Does the NLGI grade matter? Of course it does! That’s why it was invented and classed into different categories for various applications! NLGI stands for National Lubricating Grease Institute, they are composed of companies that manufacture and market all types of lubricating grease.

An NLGI grade can start at 000 (very fluid) to 6 (block like). However, there are different grades for different applications.

For instance, most trucks have a centralized lubrication system. As such, the grease needs to be almost fluid like to get to all the areas. In these cases, a “00” or even “000” grease may be used. However, the most common grade is a “2” grade which is seen frequently in cartridges, pails etc.  Some electric motors require a “3” grade grease instead of a “2”.

Here is a table that describes each of the grades, their applications and consistency.

Always check with your OEM to ensure that the correct NLGI grade is being used! Here is another graphic that likens these grades to more easily identifiable consistencies.

Grease colours

I’ve almost always heard my customers refer to the grease that they are using by its colour. They would say, “I’m using the blue grease.” However, greases are not defined by their colour. Colour is often added to grease to allow it to be easily identifiable within the field. For instance, if a grease is coloured blue, it is easy to identify if it’s leaking or not (one way not to confuse the leak with an oil leak).

Some greases are coloured to ensure that the applicant uses it in the correct application. For example, if a blue grease is a multipurpose grease then this ideally shouldn’t be used in the very high temperature area. Most of the times, red greases are used for high temperature applications. Thus making it easy to identify if the correct grease is used in the right application. However, one should note the colours of the greases being used in their facility and their applications before comparing them to that of another facility (which may be using a different grease manufacturer.)

Don’t define greases by their colours, define them by their applications!

Colour Coding

Quite often when we are correcting or helping companies set up their lubrication storage areas, we get asked a lot of questions regarding colour coding. Ideally, the concept of colour coding is to allow field personnel to easily identify and associate particular lubricants with their applications.

However, like most things in reliability, this can be customized to suit your organization. There are no hard and fast rules of using only yellow to represent hydraulic oils. But, what if we had someone that was colour blind?

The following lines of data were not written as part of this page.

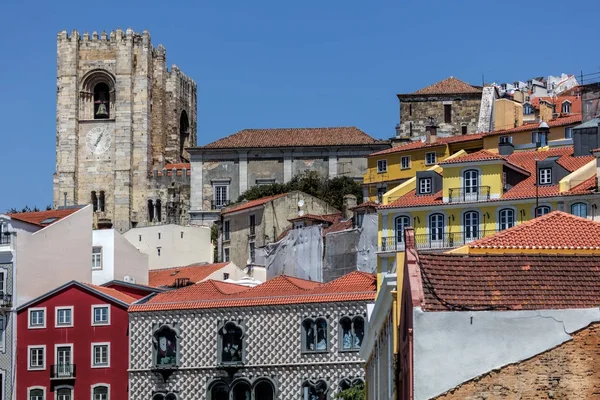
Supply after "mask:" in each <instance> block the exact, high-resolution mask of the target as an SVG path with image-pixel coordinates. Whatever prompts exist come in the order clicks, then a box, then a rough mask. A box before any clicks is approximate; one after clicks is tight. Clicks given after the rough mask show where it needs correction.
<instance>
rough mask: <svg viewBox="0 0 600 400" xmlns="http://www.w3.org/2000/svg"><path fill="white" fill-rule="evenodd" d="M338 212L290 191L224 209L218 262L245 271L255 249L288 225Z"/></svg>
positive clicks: (272, 239) (287, 226) (221, 223)
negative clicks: (291, 222) (244, 270)
mask: <svg viewBox="0 0 600 400" xmlns="http://www.w3.org/2000/svg"><path fill="white" fill-rule="evenodd" d="M339 212H340V211H339V210H337V209H335V208H333V207H331V206H330V205H329V204H327V203H326V202H324V201H322V200H319V199H317V198H316V197H314V196H311V195H309V194H306V193H303V192H299V191H293V192H289V193H284V194H279V195H275V196H269V197H263V198H262V199H258V200H251V201H246V202H243V203H240V204H238V205H234V206H232V207H229V208H226V209H224V210H223V211H222V212H221V220H220V227H219V245H220V252H219V253H220V259H221V260H223V261H233V262H234V263H235V264H236V265H238V266H240V267H244V266H246V265H254V263H255V262H256V249H257V248H258V247H263V246H264V245H266V244H268V243H272V242H276V241H277V240H278V239H279V238H280V236H281V235H282V234H283V233H284V232H286V231H287V230H288V229H290V228H291V227H292V224H291V223H290V222H289V221H288V220H289V219H292V218H294V217H297V216H298V215H299V213H304V214H315V215H323V214H334V213H339Z"/></svg>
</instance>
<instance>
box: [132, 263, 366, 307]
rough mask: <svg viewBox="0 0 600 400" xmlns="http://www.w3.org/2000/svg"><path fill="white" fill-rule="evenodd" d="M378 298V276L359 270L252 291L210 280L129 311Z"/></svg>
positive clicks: (160, 294) (274, 285) (326, 301)
mask: <svg viewBox="0 0 600 400" xmlns="http://www.w3.org/2000/svg"><path fill="white" fill-rule="evenodd" d="M375 295H376V277H375V276H374V275H372V274H367V273H364V272H358V271H355V272H352V273H349V274H347V275H344V276H342V277H341V278H338V279H336V280H334V281H331V282H329V283H326V284H323V283H319V282H313V281H307V280H304V279H299V278H292V277H289V276H279V277H276V278H273V279H271V280H269V281H267V282H265V283H262V284H260V285H258V286H255V287H253V288H248V287H245V286H241V285H235V284H226V283H224V282H215V281H210V280H209V281H205V282H202V283H200V284H197V285H194V286H188V287H186V288H183V289H178V290H172V291H169V292H165V293H161V294H158V295H156V296H154V297H153V298H151V299H150V300H148V302H146V303H144V304H135V305H133V306H131V307H130V308H129V311H131V312H142V311H168V310H184V309H206V308H225V307H256V306H269V305H285V304H306V303H325V302H343V301H372V300H373V299H375Z"/></svg>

Usually, when we start colour coding lubricant storage containers, we include symbols and actual names of the lubricant. This helps to assist personnel in having a 3 point verification system.

First they can verify the colour, then the symbol and of course the name of the lubricant.

Names are crucial! Especially for varying viscosities (such as gear or hydraulic oils). For instance all gear oil would have the same colour and symbol but you wouldn’t want to put an ISO 100 gear oil in a gearbox suited for ISO 680.

Lubrication Audit?

Audits usually get people nervous! They are worried about what the auditor may or may not find. When we perform lubrication audits, we’re trying to ensure that your equipment is using exactly what it should to perform efficiently.

Why is that necessary? We’ve found that in most organizations, there may have been a time when the OEM recommended lubricant was not readily available and a substitute was used instead. Once the substitute has been used, it magically becomes the recommended lubricant for the rest of the life of the component.

However, if proper checks were not done initially, then the component could be using the wrong lubricant for most of its life. This can contribute to downtime and replacement of parts before their actual useful life has been reached.

Once, we found a gearbox using an ISO 680 gear oil when it should have used an ISO 320 oil. This gearbox used the wrong oil for 30 years! It greatly impacted the efficiency of the gearbox and they experienced numerous breakdowns throughout its life but they never understood or dared to look at the lubricant.

Always ensure that you have the OEM recommended lubricants for your components!